1. Policy values: The authorization of each agent per policy. The values for the keys are rlp encoding of the list of at most 2 items, `authorization bitset` with each bit respresenting a different auth, `commitment` is optional and relevant only when agent has the `PROVE` authorization.

```
{
<policy address 1><delimiter><agent verkey 1>: <authorization bitset>:<commitment>,
<policy address 1><delimiter><agent verkey 2>: <authorization bitset>:<commitment>,
<policy address 1><delimiter><agent verkey 3>: <authorization bitset>:<commitment>,
<policy address 2><delimiter><agent verkey 1>: <authorization bitset>:<commitment>,
<policy address 2><delimiter><agent verkey 2>: <authorization bitset>:<commitment>,
....
}
```
These names are used by the nodes during processing any transaction.

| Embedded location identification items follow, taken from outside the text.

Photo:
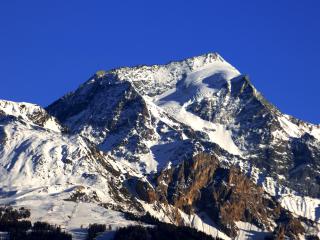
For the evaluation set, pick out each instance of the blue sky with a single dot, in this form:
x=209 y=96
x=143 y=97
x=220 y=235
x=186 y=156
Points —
x=48 y=48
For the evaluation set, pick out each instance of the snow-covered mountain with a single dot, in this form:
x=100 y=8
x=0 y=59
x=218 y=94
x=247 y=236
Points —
x=186 y=141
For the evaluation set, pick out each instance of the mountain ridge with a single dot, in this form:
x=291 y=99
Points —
x=127 y=135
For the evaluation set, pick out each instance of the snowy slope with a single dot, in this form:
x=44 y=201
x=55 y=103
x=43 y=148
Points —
x=137 y=122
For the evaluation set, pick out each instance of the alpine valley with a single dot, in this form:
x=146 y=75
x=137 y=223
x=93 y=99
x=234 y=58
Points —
x=193 y=143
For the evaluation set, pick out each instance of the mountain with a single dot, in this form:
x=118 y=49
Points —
x=191 y=142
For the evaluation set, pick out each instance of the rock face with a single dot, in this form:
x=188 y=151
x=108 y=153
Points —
x=192 y=142
x=200 y=185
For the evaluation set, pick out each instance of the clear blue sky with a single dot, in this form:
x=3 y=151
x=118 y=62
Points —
x=48 y=48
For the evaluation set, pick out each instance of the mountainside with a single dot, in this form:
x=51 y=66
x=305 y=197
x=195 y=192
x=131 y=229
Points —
x=192 y=142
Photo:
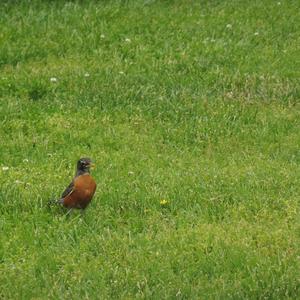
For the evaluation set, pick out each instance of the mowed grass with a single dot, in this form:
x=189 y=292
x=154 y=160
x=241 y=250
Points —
x=191 y=102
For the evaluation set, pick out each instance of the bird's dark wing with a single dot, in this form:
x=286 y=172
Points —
x=68 y=190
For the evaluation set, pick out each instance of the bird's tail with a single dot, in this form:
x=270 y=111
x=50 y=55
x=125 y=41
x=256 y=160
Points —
x=55 y=202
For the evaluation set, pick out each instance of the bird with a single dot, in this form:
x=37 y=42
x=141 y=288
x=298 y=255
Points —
x=81 y=190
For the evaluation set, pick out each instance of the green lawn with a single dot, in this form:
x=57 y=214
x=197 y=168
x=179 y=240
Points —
x=193 y=102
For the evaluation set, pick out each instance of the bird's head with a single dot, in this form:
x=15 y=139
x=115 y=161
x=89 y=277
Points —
x=84 y=164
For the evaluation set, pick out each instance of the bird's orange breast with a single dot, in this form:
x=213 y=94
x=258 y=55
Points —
x=83 y=192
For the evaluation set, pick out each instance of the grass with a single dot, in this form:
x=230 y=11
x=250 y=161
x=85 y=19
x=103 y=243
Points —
x=191 y=102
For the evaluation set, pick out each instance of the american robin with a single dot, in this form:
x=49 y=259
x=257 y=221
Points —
x=81 y=190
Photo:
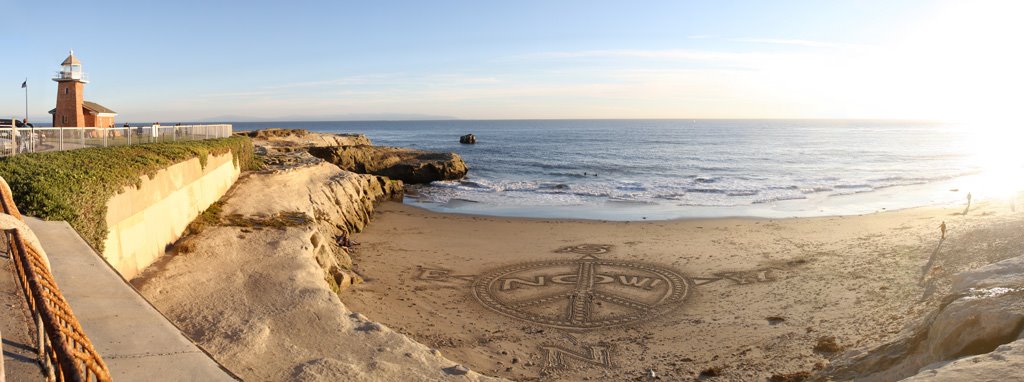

2. Accumulator value: Value of each accumulator is stored corresponding to the special byte indicating the global accumulator.
```
{
<special_byte>: <accumulator value>,
}
```

During processing of any write transaction, the node updates the ledger, state and caches after the txn is successful but for querying (client as well as its own like validation, etc) it only uses caches since caches are more efficient than state trie. The state trie is only used for state proofs.

3. TODO: Maintaining a set of commitments: Each node maintains a set of see commitments and does not allow duplicate commitments. Its kept in key value store with constant lookup time for commitment lookup.


## Code organisation.
These changes would be implemented as a separate plugin. The plugin will not introduce new ledger or state but will introduce the cache described above. The plugin will introduce a new request handler which will subclass the `DomainRequestHandler`. The plugin's new request handler will introduce 1 `write_type` and 2 `query_types` and methods to handle those.